Vincent Barbarino and the Book of Database RefactoringSeptember 8th, 2010 — ddelmoli
Welcome back. I realize this blog has been dead for a long time, but like Gabe Kotter, I’ve decided to return to my roots a bit and fire this blog back up.
Those of you that have spoken to me lately or have been following me on Twitter know that I’ve been pretty passionate about database design and development processes. I’ve gotten to the point where I’ve almost never seen a database where the physical infrastructure is perfect, so ongoing changes to database structures and schemas are just a fact of life.
It’s managing that process of changing the database layout that’s been getting me all worked up lately – even when folks know what to change and how they’d like to change it, they don’t have tools or processes to introduce change into the database system in a traceable manner.
In one of my prior jobs, we were adamant about change-tracking all of our database changes – we used a rigorous change control and CM process based on object-change by object-change individual script files. Little did I know at the time that what we were practicing was a form of database refactoring…
I had thought that almost everyone understood the importance of maintaining traceability for database changes, but I’ve recently encountered situations where the lack of standards and tools means that changes are applied to databases in a haphazard fashion.

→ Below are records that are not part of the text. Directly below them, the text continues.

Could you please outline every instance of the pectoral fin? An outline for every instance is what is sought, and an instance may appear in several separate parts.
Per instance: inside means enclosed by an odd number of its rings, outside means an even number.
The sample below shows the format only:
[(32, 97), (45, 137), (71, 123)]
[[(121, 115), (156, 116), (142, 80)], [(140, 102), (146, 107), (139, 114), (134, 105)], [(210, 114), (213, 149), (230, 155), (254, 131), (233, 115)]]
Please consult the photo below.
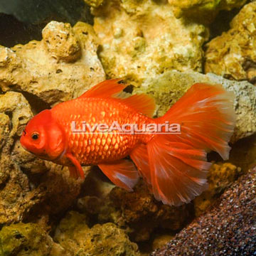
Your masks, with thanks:
[(78, 160), (71, 154), (66, 154), (65, 156), (70, 159), (74, 166), (69, 166), (70, 176), (78, 178), (80, 176), (82, 179), (85, 179), (85, 174)]
[(138, 171), (134, 164), (127, 159), (119, 160), (112, 164), (99, 164), (103, 173), (115, 185), (129, 191), (132, 191), (132, 188), (139, 179)]

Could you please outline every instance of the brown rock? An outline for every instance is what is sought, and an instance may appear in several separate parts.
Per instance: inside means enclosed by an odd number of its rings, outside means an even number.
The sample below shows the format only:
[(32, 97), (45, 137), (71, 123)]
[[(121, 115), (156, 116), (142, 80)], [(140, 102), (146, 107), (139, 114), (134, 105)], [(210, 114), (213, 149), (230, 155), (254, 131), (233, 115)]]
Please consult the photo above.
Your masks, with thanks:
[(105, 79), (97, 46), (90, 25), (51, 21), (41, 41), (0, 48), (0, 88), (51, 106), (78, 97)]
[(245, 6), (230, 27), (206, 45), (205, 71), (256, 84), (256, 2)]
[(206, 28), (175, 18), (166, 1), (107, 0), (93, 14), (109, 78), (139, 85), (166, 70), (202, 70)]
[(151, 255), (253, 255), (256, 169), (242, 176), (214, 207)]

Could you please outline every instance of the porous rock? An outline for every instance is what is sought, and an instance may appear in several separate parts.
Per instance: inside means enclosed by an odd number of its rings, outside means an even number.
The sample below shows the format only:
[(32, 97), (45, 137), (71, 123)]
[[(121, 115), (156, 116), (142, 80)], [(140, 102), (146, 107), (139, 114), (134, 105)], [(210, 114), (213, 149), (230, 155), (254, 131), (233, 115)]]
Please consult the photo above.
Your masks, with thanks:
[(241, 169), (230, 163), (213, 164), (208, 172), (206, 191), (193, 200), (195, 215), (199, 216), (231, 186), (241, 174)]
[(21, 146), (19, 137), (32, 117), (21, 93), (0, 95), (0, 225), (47, 218), (68, 208), (80, 193), (82, 182), (70, 178), (67, 167), (41, 160)]
[(256, 169), (242, 176), (214, 207), (152, 256), (253, 255), (256, 251)]
[(206, 45), (206, 73), (256, 85), (256, 2), (245, 6), (230, 29)]
[(177, 18), (185, 16), (209, 24), (221, 10), (242, 6), (246, 0), (169, 0)]
[(163, 205), (154, 198), (143, 181), (132, 192), (118, 187), (110, 189), (107, 183), (98, 183), (101, 187), (107, 187), (108, 192), (103, 196), (89, 194), (79, 198), (78, 208), (99, 223), (111, 222), (125, 228), (136, 242), (148, 240), (156, 228), (179, 230), (193, 216), (191, 203), (180, 207)]
[(53, 242), (39, 225), (17, 223), (0, 231), (0, 255), (4, 256), (71, 256)]
[(206, 28), (175, 18), (166, 1), (106, 0), (93, 14), (108, 78), (139, 85), (166, 70), (202, 71)]
[(156, 114), (166, 112), (196, 82), (221, 84), (235, 93), (234, 109), (236, 122), (232, 142), (256, 133), (256, 87), (248, 82), (230, 81), (221, 76), (196, 72), (169, 71), (155, 78), (148, 78), (133, 93), (146, 92), (152, 95), (157, 105)]
[(139, 256), (138, 247), (113, 223), (90, 228), (86, 215), (69, 212), (60, 221), (54, 239), (71, 255)]
[(80, 96), (105, 78), (92, 27), (50, 22), (41, 41), (0, 48), (0, 88), (22, 91), (50, 105)]

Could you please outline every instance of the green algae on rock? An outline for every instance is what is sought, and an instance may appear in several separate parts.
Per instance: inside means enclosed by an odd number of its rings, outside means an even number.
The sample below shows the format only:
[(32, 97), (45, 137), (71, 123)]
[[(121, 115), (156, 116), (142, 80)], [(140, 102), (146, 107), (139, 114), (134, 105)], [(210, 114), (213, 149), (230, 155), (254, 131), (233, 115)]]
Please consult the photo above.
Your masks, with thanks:
[(193, 200), (195, 215), (199, 216), (230, 186), (241, 174), (241, 169), (230, 163), (213, 164), (208, 172), (208, 189)]
[(43, 40), (0, 47), (0, 88), (25, 92), (53, 106), (105, 79), (92, 27), (51, 21)]
[(188, 17), (209, 24), (221, 10), (242, 7), (247, 0), (169, 0), (177, 18)]
[(256, 84), (256, 2), (245, 5), (230, 27), (206, 45), (205, 71)]
[(175, 18), (166, 1), (107, 0), (93, 14), (108, 78), (139, 85), (166, 70), (202, 71), (206, 28)]
[(196, 82), (221, 84), (227, 90), (234, 92), (236, 122), (231, 138), (233, 142), (256, 133), (256, 87), (245, 81), (230, 81), (210, 73), (174, 70), (148, 78), (133, 93), (146, 92), (152, 95), (157, 105), (156, 114), (162, 116)]
[(1, 256), (71, 256), (40, 225), (34, 223), (11, 224), (0, 231)]
[(113, 223), (90, 228), (86, 215), (69, 212), (60, 221), (54, 239), (71, 255), (139, 256), (138, 247)]

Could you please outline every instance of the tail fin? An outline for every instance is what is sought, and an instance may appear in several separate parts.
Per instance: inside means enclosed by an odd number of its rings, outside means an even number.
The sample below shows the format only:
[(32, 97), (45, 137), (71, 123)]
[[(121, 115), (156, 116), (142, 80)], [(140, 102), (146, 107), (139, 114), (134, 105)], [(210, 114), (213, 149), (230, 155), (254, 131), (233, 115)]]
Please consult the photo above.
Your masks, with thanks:
[[(157, 123), (180, 124), (180, 134), (156, 134), (146, 144), (150, 181), (157, 200), (179, 206), (207, 186), (206, 154), (228, 158), (233, 132), (234, 96), (221, 85), (196, 84)], [(136, 164), (136, 163), (135, 163)]]

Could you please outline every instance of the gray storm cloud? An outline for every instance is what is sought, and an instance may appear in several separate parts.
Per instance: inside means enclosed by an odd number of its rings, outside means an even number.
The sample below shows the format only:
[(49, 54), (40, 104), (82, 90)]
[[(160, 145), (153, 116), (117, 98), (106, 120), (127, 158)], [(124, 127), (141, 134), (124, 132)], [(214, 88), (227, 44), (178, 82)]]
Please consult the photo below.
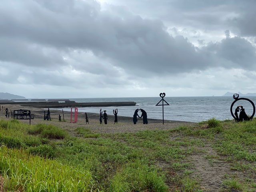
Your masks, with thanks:
[[(256, 35), (254, 1), (109, 2), (2, 1), (0, 66), (30, 69), (13, 73), (35, 84), (103, 87), (214, 68), (256, 70), (255, 44), (246, 36)], [(169, 32), (178, 28), (188, 36)], [(217, 40), (205, 38), (217, 31)]]

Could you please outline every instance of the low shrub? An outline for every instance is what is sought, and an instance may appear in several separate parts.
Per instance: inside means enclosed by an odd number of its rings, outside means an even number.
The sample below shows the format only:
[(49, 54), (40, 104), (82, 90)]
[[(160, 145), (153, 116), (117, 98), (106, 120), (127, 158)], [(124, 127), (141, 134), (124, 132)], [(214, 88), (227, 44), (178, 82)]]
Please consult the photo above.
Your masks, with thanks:
[(31, 147), (28, 149), (28, 152), (33, 155), (38, 155), (46, 158), (53, 158), (55, 156), (55, 151), (52, 146), (42, 145)]
[(215, 118), (212, 118), (206, 121), (209, 128), (213, 128), (220, 126), (220, 122)]
[(0, 144), (8, 148), (20, 148), (24, 147), (24, 143), (19, 139), (15, 137), (0, 135)]

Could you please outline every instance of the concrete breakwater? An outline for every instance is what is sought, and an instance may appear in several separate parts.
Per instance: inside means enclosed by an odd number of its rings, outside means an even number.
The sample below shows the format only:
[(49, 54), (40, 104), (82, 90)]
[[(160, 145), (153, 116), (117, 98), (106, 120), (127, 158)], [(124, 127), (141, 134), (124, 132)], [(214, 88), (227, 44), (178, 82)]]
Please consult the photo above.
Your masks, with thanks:
[(136, 102), (96, 102), (77, 103), (75, 102), (59, 102), (58, 101), (41, 101), (25, 102), (0, 102), (1, 105), (18, 104), (22, 106), (40, 108), (61, 108), (64, 107), (106, 107), (112, 106), (134, 106)]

While searching for some good arguments to use when introducing this concept, I came across a book by Scott Ambler and Pramod Sadalage entitled “Refactoring Databases: Evolutionary Database Design”.
Immediately I was happy with the concept: a whole “text-book” of how and why you need to manage the process of database structural change management. In the remainder of this post, I’ll be reviewing and commenting on this book.

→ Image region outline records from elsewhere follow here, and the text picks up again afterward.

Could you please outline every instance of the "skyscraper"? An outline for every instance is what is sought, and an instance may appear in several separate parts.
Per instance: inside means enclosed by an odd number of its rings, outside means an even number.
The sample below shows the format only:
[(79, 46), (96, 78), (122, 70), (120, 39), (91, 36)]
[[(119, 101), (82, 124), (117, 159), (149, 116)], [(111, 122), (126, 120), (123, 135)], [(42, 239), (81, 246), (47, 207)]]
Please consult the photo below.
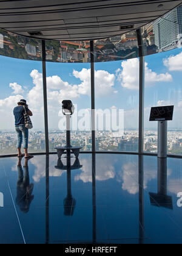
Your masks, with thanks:
[(179, 36), (182, 34), (182, 6), (154, 21), (153, 26), (155, 44), (159, 51), (175, 48), (180, 39)]

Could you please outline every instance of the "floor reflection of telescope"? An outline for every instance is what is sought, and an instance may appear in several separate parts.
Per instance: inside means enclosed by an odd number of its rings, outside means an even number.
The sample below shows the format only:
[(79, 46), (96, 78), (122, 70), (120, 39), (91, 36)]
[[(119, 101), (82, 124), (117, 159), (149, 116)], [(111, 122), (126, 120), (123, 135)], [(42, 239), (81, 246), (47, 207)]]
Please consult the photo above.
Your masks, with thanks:
[(149, 193), (152, 205), (173, 210), (172, 198), (167, 196), (167, 158), (158, 159), (158, 193)]
[(58, 159), (56, 169), (67, 171), (67, 197), (64, 200), (64, 214), (66, 216), (73, 216), (76, 206), (76, 200), (72, 194), (71, 171), (82, 168), (78, 158), (76, 158), (73, 165), (71, 165), (71, 158), (67, 158), (67, 165), (64, 165), (61, 158)]

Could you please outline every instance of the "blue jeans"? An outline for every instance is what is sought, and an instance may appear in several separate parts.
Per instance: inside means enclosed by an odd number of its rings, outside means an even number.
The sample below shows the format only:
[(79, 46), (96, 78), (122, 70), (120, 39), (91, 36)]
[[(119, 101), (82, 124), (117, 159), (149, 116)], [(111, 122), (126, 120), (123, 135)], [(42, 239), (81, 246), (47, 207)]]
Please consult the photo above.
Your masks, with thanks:
[(18, 135), (17, 148), (21, 149), (22, 143), (23, 142), (24, 148), (27, 149), (29, 144), (29, 129), (25, 126), (22, 126), (16, 127), (15, 130)]

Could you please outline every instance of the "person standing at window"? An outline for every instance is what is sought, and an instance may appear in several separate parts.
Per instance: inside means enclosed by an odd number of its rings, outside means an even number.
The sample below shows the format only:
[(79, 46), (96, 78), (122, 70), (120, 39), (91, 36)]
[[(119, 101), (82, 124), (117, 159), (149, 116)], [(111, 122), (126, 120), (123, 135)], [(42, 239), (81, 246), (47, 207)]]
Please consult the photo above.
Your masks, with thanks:
[[(17, 132), (17, 149), (18, 152), (18, 157), (25, 158), (33, 157), (33, 155), (28, 154), (29, 144), (29, 129), (25, 125), (25, 108), (29, 116), (32, 116), (32, 112), (29, 109), (27, 105), (27, 101), (25, 99), (21, 99), (18, 103), (18, 106), (14, 108), (13, 114), (15, 119), (15, 130)], [(21, 146), (23, 143), (25, 154), (21, 153)]]

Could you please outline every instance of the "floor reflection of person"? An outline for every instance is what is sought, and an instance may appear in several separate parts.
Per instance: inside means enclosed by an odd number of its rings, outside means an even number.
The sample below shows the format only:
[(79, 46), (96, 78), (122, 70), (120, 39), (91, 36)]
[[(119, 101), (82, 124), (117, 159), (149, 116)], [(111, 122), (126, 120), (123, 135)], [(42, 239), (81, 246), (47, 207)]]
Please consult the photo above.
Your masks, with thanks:
[(34, 198), (32, 192), (34, 185), (30, 184), (30, 177), (28, 162), (30, 159), (25, 159), (24, 170), (21, 161), (22, 158), (19, 158), (18, 163), (18, 180), (17, 182), (17, 196), (16, 203), (20, 210), (25, 213), (29, 212), (30, 204)]

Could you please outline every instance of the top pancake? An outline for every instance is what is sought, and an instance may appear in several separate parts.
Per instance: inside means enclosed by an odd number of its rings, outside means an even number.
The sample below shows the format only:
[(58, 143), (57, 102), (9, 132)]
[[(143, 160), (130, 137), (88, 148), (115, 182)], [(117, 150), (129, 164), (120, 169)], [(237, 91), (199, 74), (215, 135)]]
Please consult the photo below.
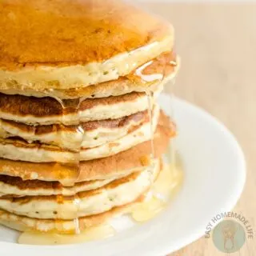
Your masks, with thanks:
[(3, 0), (0, 14), (1, 89), (82, 88), (173, 47), (170, 25), (119, 0)]

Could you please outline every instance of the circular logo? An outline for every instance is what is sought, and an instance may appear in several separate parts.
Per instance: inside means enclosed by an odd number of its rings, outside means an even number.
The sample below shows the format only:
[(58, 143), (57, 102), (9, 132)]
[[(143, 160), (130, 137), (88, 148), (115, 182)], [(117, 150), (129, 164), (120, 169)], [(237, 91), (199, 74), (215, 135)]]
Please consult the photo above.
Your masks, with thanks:
[(238, 222), (224, 220), (214, 229), (213, 240), (220, 251), (231, 254), (239, 250), (244, 245), (246, 232)]

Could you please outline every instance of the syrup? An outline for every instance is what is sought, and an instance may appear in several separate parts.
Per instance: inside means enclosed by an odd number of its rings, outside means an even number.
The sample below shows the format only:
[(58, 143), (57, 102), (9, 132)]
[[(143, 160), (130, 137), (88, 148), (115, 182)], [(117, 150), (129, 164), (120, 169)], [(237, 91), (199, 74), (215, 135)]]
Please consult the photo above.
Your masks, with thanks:
[[(71, 108), (74, 110), (74, 113), (76, 114), (76, 124), (75, 126), (75, 132), (78, 135), (78, 139), (76, 141), (75, 144), (74, 145), (74, 149), (72, 150), (73, 151), (73, 162), (67, 163), (70, 168), (73, 169), (73, 171), (76, 173), (75, 178), (74, 179), (73, 182), (70, 184), (68, 184), (70, 186), (73, 186), (78, 180), (80, 176), (80, 151), (81, 151), (81, 146), (82, 143), (82, 139), (84, 137), (84, 130), (83, 126), (82, 126), (81, 121), (80, 121), (80, 105), (82, 102), (84, 100), (84, 98), (76, 98), (76, 99), (72, 99), (72, 100), (62, 100), (58, 98), (54, 98), (62, 106), (62, 116), (65, 116), (66, 114), (68, 114), (69, 110)], [(63, 163), (62, 163), (63, 165)], [(65, 164), (64, 164), (65, 165)], [(58, 165), (57, 165), (58, 166)], [(63, 197), (62, 194), (59, 194), (57, 196), (57, 202), (58, 203), (58, 209), (57, 210), (57, 218), (55, 221), (55, 226), (59, 226), (62, 222), (58, 222), (60, 218), (60, 213), (62, 212), (62, 205), (65, 202), (65, 197)], [(79, 198), (79, 196), (76, 194), (73, 196), (72, 202), (74, 207), (74, 216), (76, 218), (74, 218), (74, 230), (75, 230), (75, 234), (78, 234), (81, 233), (80, 230), (80, 226), (79, 226), (79, 219), (78, 219), (78, 211), (80, 210), (80, 204), (81, 204), (81, 199)], [(62, 229), (62, 227), (60, 227)], [(58, 236), (56, 235), (56, 238)]]
[[(150, 90), (150, 87), (152, 84), (160, 84), (162, 81), (164, 79), (166, 75), (166, 65), (163, 65), (162, 70), (161, 72), (158, 72), (156, 74), (145, 74), (145, 70), (150, 66), (152, 63), (149, 62), (135, 70), (135, 73), (129, 77), (129, 78), (132, 81), (136, 81), (136, 79), (139, 78), (141, 82), (145, 84), (145, 93), (147, 95), (148, 98), (148, 114), (150, 122), (150, 134), (151, 134), (151, 154), (150, 154), (150, 160), (152, 165), (154, 163), (155, 152), (154, 148), (154, 126), (152, 121), (152, 110), (154, 106), (154, 98), (153, 98), (153, 91)], [(166, 63), (165, 63), (166, 64)], [(78, 120), (76, 126), (76, 131), (80, 134), (75, 149), (74, 150), (74, 162), (69, 163), (69, 166), (74, 168), (74, 170), (77, 174), (76, 179), (74, 180), (72, 184), (78, 181), (80, 175), (80, 150), (82, 142), (82, 138), (84, 135), (84, 130), (82, 126), (81, 126), (80, 120), (80, 112), (79, 106), (83, 98), (78, 98), (74, 100), (62, 100), (60, 98), (55, 98), (58, 102), (62, 106), (63, 109), (63, 115), (65, 116), (68, 113), (68, 109), (74, 108), (75, 109), (75, 112), (77, 114)], [(65, 117), (63, 116), (63, 120)], [(56, 168), (59, 168), (59, 163), (56, 164)], [(165, 170), (166, 170), (165, 169)], [(154, 170), (154, 166), (152, 166), (152, 170)], [(150, 197), (145, 202), (142, 203), (137, 204), (134, 207), (132, 208), (130, 214), (134, 220), (137, 222), (144, 222), (148, 219), (152, 218), (155, 216), (158, 212), (162, 210), (166, 204), (166, 198), (170, 196), (174, 189), (178, 187), (181, 183), (181, 177), (182, 175), (175, 176), (175, 179), (174, 179), (174, 176), (170, 175), (170, 166), (167, 168), (167, 170), (163, 170), (159, 175), (160, 182), (157, 182), (155, 185), (154, 185), (151, 191), (153, 196)], [(60, 172), (59, 170), (58, 170)], [(179, 172), (175, 172), (176, 174), (179, 174)], [(169, 176), (168, 176), (169, 175)], [(152, 178), (150, 179), (151, 182), (153, 182), (153, 171), (152, 171)], [(159, 183), (159, 185), (158, 185)], [(165, 189), (163, 189), (165, 188)], [(161, 196), (159, 196), (161, 195)], [(165, 198), (165, 199), (163, 199)], [(57, 201), (58, 205), (60, 206), (57, 214), (58, 214), (62, 211), (62, 204), (65, 202), (65, 198), (62, 195), (58, 195)], [(73, 202), (76, 208), (76, 213), (79, 210), (80, 208), (80, 198), (78, 195), (74, 196)], [(57, 215), (58, 217), (58, 215)], [(61, 222), (58, 221), (61, 218), (56, 218), (56, 226), (60, 225)], [(85, 231), (81, 232), (79, 226), (79, 219), (75, 218), (74, 219), (74, 224), (75, 227), (75, 235), (62, 235), (58, 234), (39, 234), (30, 231), (26, 231), (22, 233), (22, 234), (18, 238), (19, 243), (25, 244), (66, 244), (66, 243), (76, 243), (82, 242), (89, 240), (94, 240), (98, 238), (103, 238), (109, 237), (114, 234), (114, 230), (108, 225), (99, 226), (97, 227), (92, 227), (86, 230)]]
[(18, 242), (20, 244), (29, 245), (65, 245), (103, 239), (114, 235), (114, 233), (111, 226), (102, 224), (88, 228), (74, 235), (26, 231), (19, 236)]
[(132, 218), (138, 222), (146, 222), (162, 211), (177, 191), (181, 188), (183, 173), (181, 169), (167, 165), (160, 173), (158, 179), (148, 192), (150, 197), (136, 204), (130, 210)]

Before I begin, I think it’s interesting to look at the review quotes in the front of the book. In some ways I wonder if folks know who this book is for – most of the quotes seem to patronize “data-professionals” saying it’s high time that they joined the modern world in embracing agile development techniques. References to “strong-armed DBAs” holding back projects seem a little harsh.
I continue to believe that the jack-of-all-trades DBA moniker is mostly to blame for the sad state of database physical design today. Ask folks what the primary task of a DBA group is, and chances are you’ll be told that it’s backup and recovery, not physical database design and construction. I even have a hard time with the term database development as I don’t really feel like I’m writing code when I’m doing physical database layout. I’ve been advocating the split of the DBA term into Database Operator (traditional DBA), Database Engineer (physical database designer and constructor) and Database Developer (stored procedure and SQL writer).

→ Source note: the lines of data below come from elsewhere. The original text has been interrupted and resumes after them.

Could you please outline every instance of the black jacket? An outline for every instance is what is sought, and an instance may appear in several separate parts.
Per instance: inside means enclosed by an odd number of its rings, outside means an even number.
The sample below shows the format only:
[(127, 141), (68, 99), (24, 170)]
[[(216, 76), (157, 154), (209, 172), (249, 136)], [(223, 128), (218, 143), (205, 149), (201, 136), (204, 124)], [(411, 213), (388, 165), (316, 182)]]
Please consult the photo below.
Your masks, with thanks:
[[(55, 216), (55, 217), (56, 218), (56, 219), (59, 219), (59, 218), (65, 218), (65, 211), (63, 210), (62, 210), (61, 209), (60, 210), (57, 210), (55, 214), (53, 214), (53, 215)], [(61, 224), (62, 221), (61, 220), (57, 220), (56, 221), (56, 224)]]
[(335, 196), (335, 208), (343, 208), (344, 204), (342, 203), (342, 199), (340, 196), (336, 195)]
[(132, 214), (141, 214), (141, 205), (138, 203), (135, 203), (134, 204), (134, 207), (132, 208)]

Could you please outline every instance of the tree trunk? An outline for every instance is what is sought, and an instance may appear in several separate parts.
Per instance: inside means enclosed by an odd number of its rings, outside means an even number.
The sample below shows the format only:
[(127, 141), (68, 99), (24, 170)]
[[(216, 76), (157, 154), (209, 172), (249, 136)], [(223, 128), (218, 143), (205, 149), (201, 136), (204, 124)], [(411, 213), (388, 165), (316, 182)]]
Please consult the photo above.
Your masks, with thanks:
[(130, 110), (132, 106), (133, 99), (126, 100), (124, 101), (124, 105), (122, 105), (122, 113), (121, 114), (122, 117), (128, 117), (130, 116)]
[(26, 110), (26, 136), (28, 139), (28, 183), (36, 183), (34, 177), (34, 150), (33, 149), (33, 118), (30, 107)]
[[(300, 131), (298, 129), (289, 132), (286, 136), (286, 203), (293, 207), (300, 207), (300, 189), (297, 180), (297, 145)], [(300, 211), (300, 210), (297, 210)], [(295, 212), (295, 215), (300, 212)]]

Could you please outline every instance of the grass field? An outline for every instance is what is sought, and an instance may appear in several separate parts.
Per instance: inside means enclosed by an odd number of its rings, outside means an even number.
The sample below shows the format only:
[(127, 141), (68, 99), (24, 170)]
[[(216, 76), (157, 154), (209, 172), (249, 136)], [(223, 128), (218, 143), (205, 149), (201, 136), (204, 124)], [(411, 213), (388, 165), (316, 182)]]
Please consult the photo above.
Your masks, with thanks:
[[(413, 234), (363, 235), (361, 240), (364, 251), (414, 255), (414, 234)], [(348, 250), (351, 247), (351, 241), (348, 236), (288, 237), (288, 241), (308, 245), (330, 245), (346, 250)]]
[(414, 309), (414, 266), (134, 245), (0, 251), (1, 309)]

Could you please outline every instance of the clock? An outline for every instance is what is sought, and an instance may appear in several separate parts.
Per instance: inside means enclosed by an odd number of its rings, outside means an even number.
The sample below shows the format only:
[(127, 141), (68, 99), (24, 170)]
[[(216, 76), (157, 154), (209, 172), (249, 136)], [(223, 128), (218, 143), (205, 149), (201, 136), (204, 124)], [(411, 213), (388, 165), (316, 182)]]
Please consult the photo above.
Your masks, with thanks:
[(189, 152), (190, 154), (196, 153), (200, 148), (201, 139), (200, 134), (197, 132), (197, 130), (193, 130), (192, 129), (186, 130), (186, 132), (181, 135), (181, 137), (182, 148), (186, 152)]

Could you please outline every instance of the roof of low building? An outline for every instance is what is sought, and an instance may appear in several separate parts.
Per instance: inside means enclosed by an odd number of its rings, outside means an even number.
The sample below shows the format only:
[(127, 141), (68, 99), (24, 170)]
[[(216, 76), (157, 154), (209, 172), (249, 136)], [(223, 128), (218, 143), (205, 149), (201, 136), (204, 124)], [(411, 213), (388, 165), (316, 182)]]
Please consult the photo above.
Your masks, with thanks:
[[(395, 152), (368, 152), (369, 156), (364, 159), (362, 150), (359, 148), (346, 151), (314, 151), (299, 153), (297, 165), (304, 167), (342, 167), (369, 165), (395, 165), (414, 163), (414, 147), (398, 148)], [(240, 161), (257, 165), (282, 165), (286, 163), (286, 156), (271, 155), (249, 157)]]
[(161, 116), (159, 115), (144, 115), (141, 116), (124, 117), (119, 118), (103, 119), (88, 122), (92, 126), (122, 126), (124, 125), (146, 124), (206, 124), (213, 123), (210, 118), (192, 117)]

Using my terms, this book is best targeted at the Database Engineer and Developer.
What’s funny to me about the opprobrium heaped upon DBAs by agile developers is that I don’t think it’s a criticism of database technology in and of itself – but rather frustration with being forced to work with database professionals who lack the temperament, skills and experience to do database engineering and development. Let’s face it, a conservative operations DBA is (rightly) concerned primarily with system availability and reliability through ensuring proper backups and minimizing potential workload on the server. These are the DBAs who prefer to have hundreds of small independent databases in production all running at 2% utilization because it plays to their strengths.
It’s far harder to manage a large, multi-application tenant database running at 30-40% utilization experiencing continual structure changes – and that’s where this book starts to help.
The Preface has a nice section on “Why Evolutionary Database Development?” which starts us off into understanding why its necessary to resist the desire to have a full and complete set of logical and physical models before performing database development. Early in my career I participated in efforts to create so-called Enterprise Data Models – which, being constructed by ivory-tower oversight and governance groups lacked any sort of applicability to business and mission requirements. And sadly, were out-of-date even when they were eventually completed. The book authors do a nice job of highlighting the benefits of the incremental approach, and also caution folks about the potential barriers to its adoption. In particular they point out the severe lack of tools supporting database SCM (this is written in 2006).
They also mention the need for database sandbox environments – they suggest individual developers get their own databases to experiment with. I’m not a big fan of this approach – I prefer a single development database that allows me to host a lot of data, with each developer getting their own schema to play around in. I also ALWAYS enable DDL auditing in ALL of my databases – that way I can track potential changes that might need to be promoted to the next environment (I also get to validate that my changes were applied to the higher environment – and, as icing on the cake, I can trap dumb ideas like embedding DDL statements inside transactional operations).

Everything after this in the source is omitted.